Hace cuarenta años,
yo aún no cumplía treinta. Era soltero, no tenía hijos. Trabajaba en la Oficina
de Planificación Agrícola, del Ministerio de Agricultura. Pensaba que mi vida
futura consistiría en ese proceso de acumulación de experiencias en todo
sentido, que es el destino de todos; que mi exploración futura del mapamundi
sería muy esporádica, que al respecto lo fundamental en tiempo y espacio ya lo
había vivido durante esos cinco años en la universidad en Europa.

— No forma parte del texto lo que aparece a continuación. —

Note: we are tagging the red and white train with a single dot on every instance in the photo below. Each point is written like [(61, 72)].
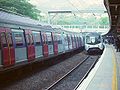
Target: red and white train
[(23, 39)]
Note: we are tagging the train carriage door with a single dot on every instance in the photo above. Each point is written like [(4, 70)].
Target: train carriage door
[(45, 45), (50, 43), (7, 48), (55, 42), (30, 45), (37, 43)]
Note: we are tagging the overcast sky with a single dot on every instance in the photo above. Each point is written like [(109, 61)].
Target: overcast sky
[(74, 5)]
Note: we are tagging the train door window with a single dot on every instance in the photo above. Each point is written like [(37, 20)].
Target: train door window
[(28, 39), (36, 37), (44, 38), (55, 37), (18, 35), (9, 39), (59, 38), (31, 39), (3, 40), (87, 39), (49, 38)]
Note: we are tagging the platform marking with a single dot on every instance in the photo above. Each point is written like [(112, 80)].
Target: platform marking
[(114, 77)]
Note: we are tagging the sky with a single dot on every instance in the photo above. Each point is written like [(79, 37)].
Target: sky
[(74, 5)]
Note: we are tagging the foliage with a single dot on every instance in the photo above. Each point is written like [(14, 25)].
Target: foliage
[(104, 21), (20, 6)]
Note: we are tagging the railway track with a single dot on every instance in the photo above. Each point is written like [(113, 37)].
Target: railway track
[(70, 80)]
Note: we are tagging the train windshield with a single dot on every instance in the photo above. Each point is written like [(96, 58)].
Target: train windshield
[(93, 40)]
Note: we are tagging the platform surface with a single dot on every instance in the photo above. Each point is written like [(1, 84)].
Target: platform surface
[(107, 75)]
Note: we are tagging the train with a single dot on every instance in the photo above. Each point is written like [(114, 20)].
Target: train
[(93, 42), (23, 39)]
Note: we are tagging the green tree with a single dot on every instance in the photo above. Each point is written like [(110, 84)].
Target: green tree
[(22, 7), (104, 21)]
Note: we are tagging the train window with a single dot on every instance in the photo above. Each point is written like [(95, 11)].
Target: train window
[(31, 39), (36, 37), (18, 38), (65, 38), (49, 38), (59, 38), (3, 40), (28, 39), (55, 38), (9, 39), (44, 39), (87, 39)]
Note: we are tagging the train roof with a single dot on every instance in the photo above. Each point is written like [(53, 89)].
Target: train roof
[(93, 34), (9, 18)]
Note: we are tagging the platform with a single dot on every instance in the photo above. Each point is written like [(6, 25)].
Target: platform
[(106, 73)]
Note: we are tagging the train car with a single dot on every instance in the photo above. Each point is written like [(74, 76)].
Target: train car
[(93, 42), (23, 40)]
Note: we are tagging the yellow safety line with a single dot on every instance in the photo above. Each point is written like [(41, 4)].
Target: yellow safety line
[(114, 77)]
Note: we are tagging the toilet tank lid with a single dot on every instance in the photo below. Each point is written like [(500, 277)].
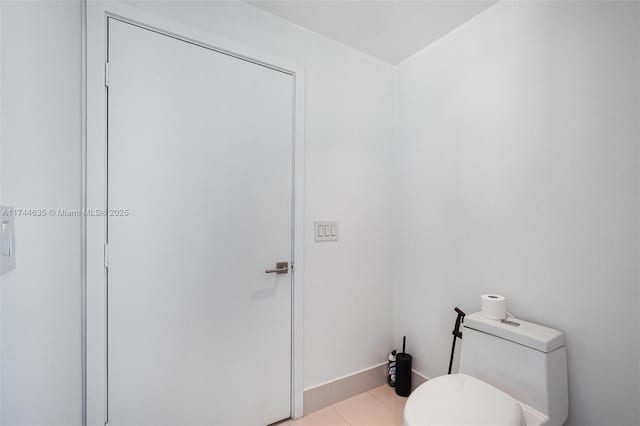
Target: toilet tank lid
[(532, 335)]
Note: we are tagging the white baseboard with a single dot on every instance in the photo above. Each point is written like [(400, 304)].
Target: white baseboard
[(328, 393), (344, 387)]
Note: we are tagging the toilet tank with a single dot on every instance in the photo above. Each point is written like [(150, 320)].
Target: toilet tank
[(526, 360)]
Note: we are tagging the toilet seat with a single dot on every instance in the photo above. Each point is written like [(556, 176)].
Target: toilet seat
[(458, 399)]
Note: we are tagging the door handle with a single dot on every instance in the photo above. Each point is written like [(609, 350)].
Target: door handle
[(281, 268)]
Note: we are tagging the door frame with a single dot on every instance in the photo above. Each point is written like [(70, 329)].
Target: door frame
[(94, 195)]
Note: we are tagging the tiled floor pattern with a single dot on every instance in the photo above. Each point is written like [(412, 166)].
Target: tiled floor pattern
[(378, 407)]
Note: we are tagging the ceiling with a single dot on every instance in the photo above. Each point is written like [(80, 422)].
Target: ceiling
[(391, 30)]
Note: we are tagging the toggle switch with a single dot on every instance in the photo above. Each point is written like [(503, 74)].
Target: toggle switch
[(325, 230)]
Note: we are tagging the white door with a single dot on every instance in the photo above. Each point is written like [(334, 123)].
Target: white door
[(200, 153)]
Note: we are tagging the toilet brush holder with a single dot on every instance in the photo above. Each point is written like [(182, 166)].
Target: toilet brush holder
[(403, 371)]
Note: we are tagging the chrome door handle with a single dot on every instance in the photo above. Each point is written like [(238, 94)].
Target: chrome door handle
[(281, 268)]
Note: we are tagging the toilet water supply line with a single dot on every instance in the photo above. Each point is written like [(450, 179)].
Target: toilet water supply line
[(457, 334)]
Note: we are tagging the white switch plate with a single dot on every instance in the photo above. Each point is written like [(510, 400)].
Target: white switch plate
[(7, 240), (325, 230)]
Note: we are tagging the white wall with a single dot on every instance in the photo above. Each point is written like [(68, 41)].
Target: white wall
[(518, 157), (348, 109), (40, 153)]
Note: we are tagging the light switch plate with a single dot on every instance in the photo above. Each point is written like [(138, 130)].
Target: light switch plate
[(325, 230), (7, 240)]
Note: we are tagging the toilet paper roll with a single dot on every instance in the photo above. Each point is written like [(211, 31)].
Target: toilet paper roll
[(493, 306)]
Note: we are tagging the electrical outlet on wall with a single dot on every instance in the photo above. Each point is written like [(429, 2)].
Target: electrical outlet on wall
[(325, 230)]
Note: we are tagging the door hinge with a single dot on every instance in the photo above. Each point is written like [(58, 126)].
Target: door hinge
[(106, 256)]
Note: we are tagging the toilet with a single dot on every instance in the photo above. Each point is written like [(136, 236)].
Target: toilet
[(512, 373)]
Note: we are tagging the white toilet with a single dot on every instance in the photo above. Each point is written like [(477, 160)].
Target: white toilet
[(512, 373)]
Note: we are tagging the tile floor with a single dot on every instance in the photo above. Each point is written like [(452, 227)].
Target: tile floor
[(377, 407)]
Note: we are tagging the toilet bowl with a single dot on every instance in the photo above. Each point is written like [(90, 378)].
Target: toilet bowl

Pero que la
vida era estimulante en ese momento, todo un desafío: la tentativa de construir
cimientos y muros nuevos para el edificio nacional, con planos aún sin
completar, con modelos que, a lo lejos y aún aquellos que nos habían servido de
alojamiento por algunos años, no nos convencían; con vecinos en el mapa que nos
miraban airados por considerarnos un mal ejemplo y aún contagiosos.
Teníamos mucho
trabajo, que exigía muchas horas pero, sobre todo, libertad de espíritu,
buscando vías que solucionaran la falta de medios, con abundancia de alternativas,
luchando contra la tentación de seguir caminos ya trazados, pero de otras
geografías y de otros tiempos, de otras sicologías.
¿Fuimos demasiado
pequeños para la tarea, nos faltó empeño, imaginación, nos traicionó la
impaciencia, nuestra mirada fue demasiado luz de linterna (aquella que se
bifurca en todas direcciones hacia adelante), demasiado poco luz de laser (aquella
luz que se concentra en una sola dirección)? Ni siquiera el Tacnazo nos sirvió.
Después de un
cierto 11 de septiembre, fui exonerado como tantos miles. Pero tuve suerte: no
terminé en una tumba sino en el exilio. Aunque fue largo, demasiado largo.
Fuimos quizás demasiado
hombres del pasado, con poca capacidad para centrar la atención y el esfuerzo,
con demasiada búsqueda de protagonismo, con poca grandeza, ni siquiera para
comprender a Allende. Demasiado seguidores del reflejo de Pavlov: aún hoy
saltamos ante el reflejo provocado por los mismos estímulos, aun los de poca
monta, que nos presenta la vida... y el adversario.